Lee Hart, co-founder of Stored, explains how to unlock untapped revenue in the “Save-For-Later” economy
With rising concerns around the cost-of-living crisis, consumers are now increasingly conscious of their spending habits. Purchases previously made on impulse are now often delayed, resulting in new challenges for retailers. Unlocking the “save-for-later” economy has never been more important.
More than a quarter of sales are derived from online retail where impulse purchases are less frequent than in-store, The revenue potential of online customers who are saving for later is a truly exciting prospect.
Contemporary threats to retail profits
Consumer journeys today are not linear. In fact, they’re chaotic, with most consumers bouncing between multiple channels when browsing, including both in-store and online retail. These complex journeys often mean that consumers start their search with one retailer and, ultimately, complete their purchase with another.
But retail channels are optimised for immediate conversion. They focus on consumers looking to buy now, while missing opportunities to target those with purchasing intent but who want to complete their purchase later or via another channel.
At Stored, we recently conducted a consumer survey and found that 98% of consumers save items for later - by taking pictures in-store, taking screenshots, and retaining open online shopping tabs, or saving and sharing links.
This means the sales potential from “save-for-later” activity is huge.
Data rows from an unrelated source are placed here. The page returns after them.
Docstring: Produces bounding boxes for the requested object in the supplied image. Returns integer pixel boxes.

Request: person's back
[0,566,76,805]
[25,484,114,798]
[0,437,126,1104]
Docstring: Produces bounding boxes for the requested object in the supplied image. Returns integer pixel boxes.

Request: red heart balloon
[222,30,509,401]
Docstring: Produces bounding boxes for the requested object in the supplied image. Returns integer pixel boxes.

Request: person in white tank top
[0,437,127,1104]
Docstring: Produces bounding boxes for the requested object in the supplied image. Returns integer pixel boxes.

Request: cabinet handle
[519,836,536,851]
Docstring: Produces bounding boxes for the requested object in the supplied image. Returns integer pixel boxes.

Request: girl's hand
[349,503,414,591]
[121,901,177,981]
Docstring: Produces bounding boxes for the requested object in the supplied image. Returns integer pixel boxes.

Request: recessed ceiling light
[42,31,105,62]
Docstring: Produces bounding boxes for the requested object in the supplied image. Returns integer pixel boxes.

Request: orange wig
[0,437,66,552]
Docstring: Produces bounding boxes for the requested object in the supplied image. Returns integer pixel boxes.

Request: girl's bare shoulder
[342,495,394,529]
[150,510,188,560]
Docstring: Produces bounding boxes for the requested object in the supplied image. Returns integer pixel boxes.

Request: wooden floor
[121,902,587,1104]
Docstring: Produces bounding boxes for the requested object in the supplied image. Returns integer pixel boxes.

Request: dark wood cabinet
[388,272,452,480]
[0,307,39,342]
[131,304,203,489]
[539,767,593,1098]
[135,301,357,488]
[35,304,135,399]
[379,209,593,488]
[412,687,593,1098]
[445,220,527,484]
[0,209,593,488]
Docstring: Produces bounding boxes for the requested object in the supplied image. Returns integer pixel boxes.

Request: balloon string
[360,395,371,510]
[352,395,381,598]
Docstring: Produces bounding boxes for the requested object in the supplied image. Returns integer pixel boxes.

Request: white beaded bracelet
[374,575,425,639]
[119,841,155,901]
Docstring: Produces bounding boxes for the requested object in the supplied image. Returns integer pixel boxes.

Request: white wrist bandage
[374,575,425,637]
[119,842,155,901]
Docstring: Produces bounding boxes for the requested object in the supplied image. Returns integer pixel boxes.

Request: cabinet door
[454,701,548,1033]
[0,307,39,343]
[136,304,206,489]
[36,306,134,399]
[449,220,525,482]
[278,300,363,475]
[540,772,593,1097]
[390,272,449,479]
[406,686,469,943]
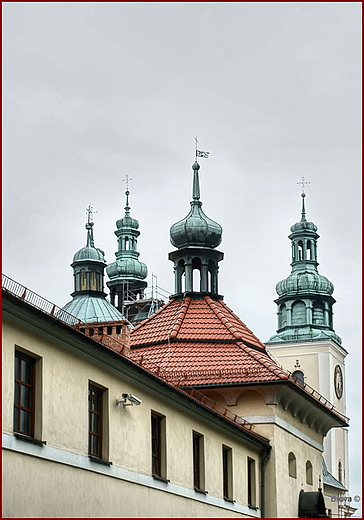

But, unfortunately, most of it is out of sight for retailers, leaving them unable to see what consumers really want or effectively nudge them through to purchase.
Unlocking and profiting from the Save-for-Later Economy
Happily, there’s a new and highly effective way for retailers to access the untapped revenue in the save-for-later economy. The integration of an omni-commerce platform linking physical and digital channels unlocks new data pools for retailers to target interested customers who aren't yet ready to purchase. This brings outstanding new prospects for growth and a reduced cost of acquisition.
For example, the data available to retailers partnered with Stored brings opportunities for product-level retargeting without the need for third-party cookies; which are unlikely to be an option beyond 2023, due to Google Chrome (used by 2 out of 3 people) announcing that it will stop using them by the end of the year.
When a potential customer saves an item to their wish list in Stored, communications can be tailored around that specific product, instantly boosting the chances of conversion compared to generic marketing of unrelated, or even similar, items. This begins to chip away at that currently untapped potential .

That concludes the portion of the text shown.